On Wednesday, we ran an item about the hypothesis, put forward by certain conservative blogs, that the Obama administration was systematically more likely to close Chrysler dealerships whose owners are significant contributers to Republican political candidates. As we noted, it’s absolutely true that the owners of the closed dealerships donated disproportionately to Republicans. However, as one could have learned through a few minutes of searching through FEC disclosure records, this characteristic was not unique to the owners of the closed car dealerships. Rather, auto dealers in general, whether or not their dealerships had been closed, donate disproportionately to Republican candidates — as one might reasonably expect from a group of (mostly) wealthy, older men in suburban areas.

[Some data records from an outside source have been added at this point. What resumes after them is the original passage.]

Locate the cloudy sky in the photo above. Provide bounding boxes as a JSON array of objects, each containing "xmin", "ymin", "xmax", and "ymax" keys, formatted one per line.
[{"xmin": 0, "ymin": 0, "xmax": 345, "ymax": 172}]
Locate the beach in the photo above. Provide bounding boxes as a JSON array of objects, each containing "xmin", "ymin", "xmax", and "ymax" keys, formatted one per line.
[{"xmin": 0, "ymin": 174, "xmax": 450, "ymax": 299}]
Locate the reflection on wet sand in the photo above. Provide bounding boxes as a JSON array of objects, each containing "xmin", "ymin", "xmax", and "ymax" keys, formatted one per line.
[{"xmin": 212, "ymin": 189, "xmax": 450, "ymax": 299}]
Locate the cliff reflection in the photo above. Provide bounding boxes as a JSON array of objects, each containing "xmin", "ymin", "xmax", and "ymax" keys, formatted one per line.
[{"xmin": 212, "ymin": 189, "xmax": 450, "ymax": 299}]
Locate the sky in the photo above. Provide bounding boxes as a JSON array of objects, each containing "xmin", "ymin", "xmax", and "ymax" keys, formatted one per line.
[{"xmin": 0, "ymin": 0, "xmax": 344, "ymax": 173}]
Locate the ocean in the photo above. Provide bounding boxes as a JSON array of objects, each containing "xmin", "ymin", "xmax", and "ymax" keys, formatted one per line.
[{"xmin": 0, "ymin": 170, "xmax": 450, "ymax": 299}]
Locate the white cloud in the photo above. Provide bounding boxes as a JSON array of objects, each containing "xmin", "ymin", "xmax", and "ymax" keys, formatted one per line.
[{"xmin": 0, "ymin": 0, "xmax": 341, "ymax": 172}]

This morning, Marla Singer at the blog Zero Hedge provided a more sophisticated take on the subject. Instead of comparing the list of closed dealerships to the entire universe of car dealers, Singer instead went through the trouble of looking up campaign finance data for the Chrysler dealers who had been allowed to remain open, as well as those who had their businesses closed. She then ran a series of regression analyses based on this data, which produced the following results:

The key thing to look at is this table are the P-values, which are the probabilities of the outcome s occurring due to chance alone. When social scientists look at P-values in order to test the validity of a hypothesis, they are generally looking for a figure of .05 or lower, meaning there is no more than a 1 in 20 chance that an outcome could have occurred due to pure randomness. That is, they want there to be at least a 95 percent chance of the hypothesis being true.

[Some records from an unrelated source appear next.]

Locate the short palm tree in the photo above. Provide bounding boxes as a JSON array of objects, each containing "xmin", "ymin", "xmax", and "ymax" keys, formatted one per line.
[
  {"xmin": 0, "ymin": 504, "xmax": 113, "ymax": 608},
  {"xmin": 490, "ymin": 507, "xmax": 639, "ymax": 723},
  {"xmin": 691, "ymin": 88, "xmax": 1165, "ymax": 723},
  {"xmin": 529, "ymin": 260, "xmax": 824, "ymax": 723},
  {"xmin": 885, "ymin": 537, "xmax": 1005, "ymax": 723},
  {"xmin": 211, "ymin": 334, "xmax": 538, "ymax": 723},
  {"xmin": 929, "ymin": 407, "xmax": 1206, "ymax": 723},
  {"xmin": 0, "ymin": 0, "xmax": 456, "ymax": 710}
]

There is a lot of debate in academic circles, which I mostly won’t bore you with now, about whether the choice of 95 percent is the “right” number for tests of statistical significance. The choice of a statistical significance threshold may depend on the particular application as well as things like Bayesian priors. It’s important to emphasize that no statistical analysis exists in a vacuum. There are times — such as when I’m building a predictive model rather than trying to evaluate the “truth” behind a particular hypothesis — when I’ll include a variable even if its statistical significance is less than 95 percent. There are other times, such as when a hypothesis lacks a clear explanatory mechanism, and/or conflicts with other evidence, when I’ll treat even a 95 percent positive finding quite skeptically, and would want a statistical significance threshold of 99 percent or even higher. But for better or for worse, the 95 percent threshold represents the default; if someone claims that something is “statistically significant”, you can assume that they are referring to the 95 percent threshold unless they state otherwise. And if they claim that something is “highly” statistically significant, they are usually referring to a 99 percent likelihood of a positive finding or greater.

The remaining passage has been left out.